As I sat at the table I was like Our Lord between the two thieves as my nephew sat looking up at me with sad eyes on one side and the dog sat on the other side with even sadder eyes.
Suddenly I had a flash back to one of the stories my father told about his childhood. He was one of fourteen which necessitated two separate dinner sittings; even so you had to guard your plate with a surrounding arm because any hesitation could be interpreted as not being hungry. Meantime a Mexican standoff ensued as I stared at the nephew and he stared back at me. Truthfully when he was standing on the chair next to me and I had to look up at him.
It wasn’t even the child’s sad eyes that melted my heart it was his petted lip which did the trick and I relented and gave him half a sausage. Meanwhile the dog had her two paws resting on my other leg looking for the other half of sausage. Our encounters with people can change how we understand ourselves and treat others.

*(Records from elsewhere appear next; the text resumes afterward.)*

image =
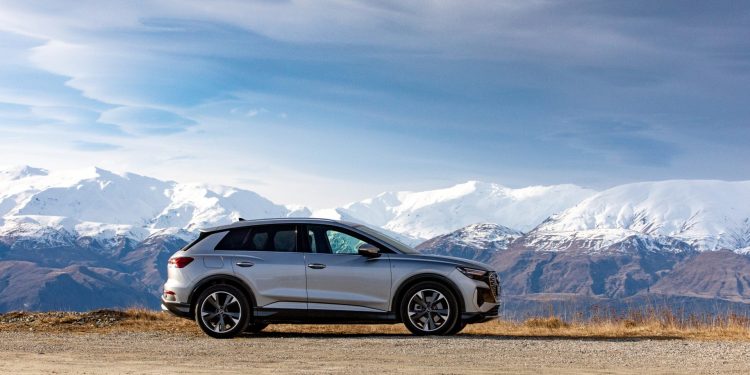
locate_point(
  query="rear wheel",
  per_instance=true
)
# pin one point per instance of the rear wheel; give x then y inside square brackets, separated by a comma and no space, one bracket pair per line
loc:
[430,308]
[222,311]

Whether it’s a family member or stranger even the briefest of exchanges can have a profound effect, transforming our behaviour. It could be a kind word, an act of generosity, a look full of meaning or emotion which gives you a glimpse of a person’s thoughts or feelings. In Jesus’s encounter with the Samaritan women at the well we see how the woman is brought to faith in Jesus. At the beginning of the scene the woman doesn’t even address the stranger by name; soon through their conversation she addresses Jesus as sir. Gradually the Samaritan woman comes to understand how Jesus is a prophet. As Jesus challenges the woman and frees her from her past the woman begins to believe Jesus is the Messiah before coming to the full realisation that Jesus is the Saviour. Likewise in our prayer we have to come to a fuller knowledge of who Jesus is and how he was sent as saviour of the world to free us from our sins.